Question:
A metallic bar of length 2.0 m and uniform cross-sectional area of 0.04 m^2 is initially at a temperature of 20 °C. The bar is heated to a final temperature of 80 °C by passing a current of 10 A through it for 5 minutes. The specific heat capacity of the metal is 450 J/kg·°C, and its resistivity is 4.0 × 10^(-7) Ω·m.
a) Determine the total heat transferred to the metal bar during the 5 minutes. b) Calculate the change in resistivity of the bar due to the temperature increase. c) Find the power dissipated in the bar during the heating process.
Answer:
a) The total heat transferred to the metal bar during the 5 minutes can be calculated using the formula:
Heat transferred = (mass) × (specific heat capacity) × (change in temperature)
First, we need to calculate the mass of the metal bar. The volume of the bar can be calculated using its cross-sectional area and length:
Volume = (cross-sectional area) × (length)
Next, we can find the mass using the equation:
mass = (density) × (volume)
Assuming the density of the metal is constant, we can substitute the values into the equation to find the mass:
density = mass / volume
Now we can substitute the values into the equation for heat transferred:
Heat transferred = (mass) × (specific heat capacity) × (change in temperature)
Given: Length (L) = 2.0 m Cross-sectional area (A) = 0.04 m^2 Initial temperature (T1) = 20 °C Final temperature (T2) = 80 °C Specific heat capacity (c) = 450 J/kg·°C
Density of the metal bar: Assume that the cross-sectional area is constant throughout the length of the bar.
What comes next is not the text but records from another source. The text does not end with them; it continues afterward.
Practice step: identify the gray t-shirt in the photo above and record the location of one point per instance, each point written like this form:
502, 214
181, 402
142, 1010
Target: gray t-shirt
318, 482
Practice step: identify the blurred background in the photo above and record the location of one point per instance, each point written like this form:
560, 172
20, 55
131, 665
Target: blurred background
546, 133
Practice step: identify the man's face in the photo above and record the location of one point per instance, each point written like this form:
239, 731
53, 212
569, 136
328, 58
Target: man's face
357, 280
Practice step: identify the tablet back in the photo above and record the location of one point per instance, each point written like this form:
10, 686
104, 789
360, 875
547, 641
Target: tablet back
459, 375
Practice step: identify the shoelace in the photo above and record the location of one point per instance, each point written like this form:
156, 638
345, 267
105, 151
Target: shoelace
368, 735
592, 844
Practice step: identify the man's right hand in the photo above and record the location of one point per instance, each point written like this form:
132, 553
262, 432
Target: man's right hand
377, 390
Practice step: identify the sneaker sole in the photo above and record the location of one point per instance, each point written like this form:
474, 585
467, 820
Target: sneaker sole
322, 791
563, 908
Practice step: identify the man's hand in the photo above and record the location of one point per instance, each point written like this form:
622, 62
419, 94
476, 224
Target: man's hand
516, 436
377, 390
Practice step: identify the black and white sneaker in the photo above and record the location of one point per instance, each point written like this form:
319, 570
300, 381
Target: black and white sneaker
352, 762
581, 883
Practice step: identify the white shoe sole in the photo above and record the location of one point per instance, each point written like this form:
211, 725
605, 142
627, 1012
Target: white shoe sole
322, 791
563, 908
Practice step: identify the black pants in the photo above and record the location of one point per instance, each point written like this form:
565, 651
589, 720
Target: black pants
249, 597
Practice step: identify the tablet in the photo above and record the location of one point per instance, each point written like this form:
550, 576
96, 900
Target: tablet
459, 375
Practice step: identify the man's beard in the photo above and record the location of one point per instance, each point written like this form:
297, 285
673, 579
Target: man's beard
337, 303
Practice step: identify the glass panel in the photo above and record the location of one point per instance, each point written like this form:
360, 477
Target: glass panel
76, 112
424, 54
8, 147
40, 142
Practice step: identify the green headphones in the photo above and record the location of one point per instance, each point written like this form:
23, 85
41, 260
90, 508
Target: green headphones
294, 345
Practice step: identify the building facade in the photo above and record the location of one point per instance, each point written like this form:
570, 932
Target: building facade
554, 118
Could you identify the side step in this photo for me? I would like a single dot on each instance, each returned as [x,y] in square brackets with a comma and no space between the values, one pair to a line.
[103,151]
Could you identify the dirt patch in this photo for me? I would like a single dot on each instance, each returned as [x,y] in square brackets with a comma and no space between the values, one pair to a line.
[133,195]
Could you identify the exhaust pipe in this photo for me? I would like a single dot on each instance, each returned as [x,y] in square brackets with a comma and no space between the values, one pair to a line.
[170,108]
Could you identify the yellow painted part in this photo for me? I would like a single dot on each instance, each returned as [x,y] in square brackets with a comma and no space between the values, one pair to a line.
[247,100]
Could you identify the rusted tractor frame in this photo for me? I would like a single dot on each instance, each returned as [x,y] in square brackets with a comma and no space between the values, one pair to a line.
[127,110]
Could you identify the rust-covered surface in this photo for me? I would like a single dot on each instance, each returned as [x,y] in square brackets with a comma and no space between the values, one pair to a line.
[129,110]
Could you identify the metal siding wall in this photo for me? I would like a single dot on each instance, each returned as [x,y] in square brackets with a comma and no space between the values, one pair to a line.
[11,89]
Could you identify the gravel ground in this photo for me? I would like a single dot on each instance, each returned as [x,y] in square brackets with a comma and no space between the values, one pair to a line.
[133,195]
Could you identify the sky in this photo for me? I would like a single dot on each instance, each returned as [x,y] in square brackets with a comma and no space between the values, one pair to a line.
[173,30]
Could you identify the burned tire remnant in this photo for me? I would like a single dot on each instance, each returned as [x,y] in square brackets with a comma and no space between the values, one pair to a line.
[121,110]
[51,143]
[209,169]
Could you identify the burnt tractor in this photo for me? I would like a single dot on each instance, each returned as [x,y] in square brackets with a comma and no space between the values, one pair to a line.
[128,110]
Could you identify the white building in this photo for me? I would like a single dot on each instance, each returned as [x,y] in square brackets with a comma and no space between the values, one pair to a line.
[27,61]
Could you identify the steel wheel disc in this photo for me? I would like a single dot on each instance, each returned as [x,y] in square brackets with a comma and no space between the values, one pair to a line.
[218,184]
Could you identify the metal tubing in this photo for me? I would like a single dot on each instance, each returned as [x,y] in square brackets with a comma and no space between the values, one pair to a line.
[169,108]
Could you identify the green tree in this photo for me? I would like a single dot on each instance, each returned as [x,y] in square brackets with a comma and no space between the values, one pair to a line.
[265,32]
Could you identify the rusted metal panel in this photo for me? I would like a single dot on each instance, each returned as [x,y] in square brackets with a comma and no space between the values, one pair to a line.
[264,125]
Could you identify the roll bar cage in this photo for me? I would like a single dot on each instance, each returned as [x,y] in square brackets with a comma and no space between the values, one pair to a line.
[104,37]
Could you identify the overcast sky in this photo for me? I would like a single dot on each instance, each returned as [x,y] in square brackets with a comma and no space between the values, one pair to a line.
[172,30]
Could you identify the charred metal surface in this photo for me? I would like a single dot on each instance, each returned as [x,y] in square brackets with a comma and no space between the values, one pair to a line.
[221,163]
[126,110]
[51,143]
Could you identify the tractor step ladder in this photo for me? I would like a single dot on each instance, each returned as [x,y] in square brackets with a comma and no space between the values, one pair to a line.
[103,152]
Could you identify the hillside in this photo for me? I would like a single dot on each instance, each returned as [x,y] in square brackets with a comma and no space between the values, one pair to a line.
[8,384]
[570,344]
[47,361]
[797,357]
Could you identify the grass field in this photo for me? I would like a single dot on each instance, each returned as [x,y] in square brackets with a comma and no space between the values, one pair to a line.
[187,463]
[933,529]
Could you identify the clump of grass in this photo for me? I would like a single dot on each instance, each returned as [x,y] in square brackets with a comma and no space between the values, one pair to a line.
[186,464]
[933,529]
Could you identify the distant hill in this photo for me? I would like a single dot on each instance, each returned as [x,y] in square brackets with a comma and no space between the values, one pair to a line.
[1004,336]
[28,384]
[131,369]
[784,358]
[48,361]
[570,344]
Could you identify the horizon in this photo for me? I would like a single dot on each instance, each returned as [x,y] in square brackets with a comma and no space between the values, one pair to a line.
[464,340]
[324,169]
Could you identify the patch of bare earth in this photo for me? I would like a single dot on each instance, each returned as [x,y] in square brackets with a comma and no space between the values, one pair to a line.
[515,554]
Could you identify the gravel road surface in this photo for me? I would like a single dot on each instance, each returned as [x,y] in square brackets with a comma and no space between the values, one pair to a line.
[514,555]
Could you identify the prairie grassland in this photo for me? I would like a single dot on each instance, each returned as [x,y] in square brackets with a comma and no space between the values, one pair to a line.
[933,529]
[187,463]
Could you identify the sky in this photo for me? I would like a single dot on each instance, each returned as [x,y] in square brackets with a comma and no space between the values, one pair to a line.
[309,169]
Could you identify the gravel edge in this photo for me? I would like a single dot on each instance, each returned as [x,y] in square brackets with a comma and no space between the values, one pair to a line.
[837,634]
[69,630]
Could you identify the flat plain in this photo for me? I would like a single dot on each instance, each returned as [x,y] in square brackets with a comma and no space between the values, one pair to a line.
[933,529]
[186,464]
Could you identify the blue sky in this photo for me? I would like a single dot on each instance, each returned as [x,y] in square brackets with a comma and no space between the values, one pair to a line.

The density can be calculated as the mass divided by the volume:
mass = density × volume
Using the given values, we can find the volume and mass:
Volume = (cross-sectional area) × (length) = (0.04 m^2) × (2.0 m) = 0.08 m^3
Assuming the density of the metal bar is uniform, we can calculate it using the equation:
density = mass / volume
density = 0.02 g/cm^3 = 2000 kg/m^3
mass = 2000 kg/m^3 × 0.08 m^3 = 160 kg
Now we can substitute the values into the equation for heat transferred:
Heat transferred = (mass) × (specific heat capacity) × (change in temperature)
Heat transferred = (160 kg) × (450 J/kg·°C) × (80 °C - 20 °C)
Heat transferred = 5,760,000 J
Therefore, the total heat transferred to the metal bar during the 5 minutes is 5,760,000 J.
b) The change in resistivity (Δρ) of the bar due to the temperature increase can be calculated using the formula:
Δρ = ρ₀ × α × ΔT
where: ρ₀ is the initial resistivity of the bar α is the temperature coefficient of resistivity ΔT is the change in temperature
Given: Initial resistivity (ρ₀) = 4.0 × 10^(-7) Ω·m Change in temperature (ΔT) = (Final temperature) - (Initial temperature) = 80 °C - 20 °C = 60 °C Temperature coefficient of resistivity (α) = Assume the temperature coefficient of resistivity is constant
Substituting the values into the formula:
Δρ = (4.0 × 10^(-7) Ω·m) × (α) × (60 °C)
We are not given the value of α, so we cannot determine the exact change in resistivity without further information.
c) The power dissipated in the bar during the heating process can be calculated using Ohm's Law:
Power dissipated = (current)^2 × (resistance)
First, we need to determine the resistance of the bar. The resistance (R) can be calculated using the formula:
resistance = (resistivity) × (length / cross-sectional area)
Given: Length (L) = 2.0 m Cross-sectional area (A) = 0.04 m^2 Resistivity (ρ) = 4.0 × 10^(-7) Ω·m
Substituting the values into the formula:
resistance = (4.0 × 10^(-7) Ω·m) × (2.0 m / 0.04 m^2)
resistance = 2 Ω
Now we can substitute the values into the formula for power dissipated:
Power dissipated = (current)^2 × (resistance)
Power dissipated = (10 A)^2 × (2 Ω)
Power dissipated = 200 W
Therefore, the power dissipated in the bar during the heating process is 200 W.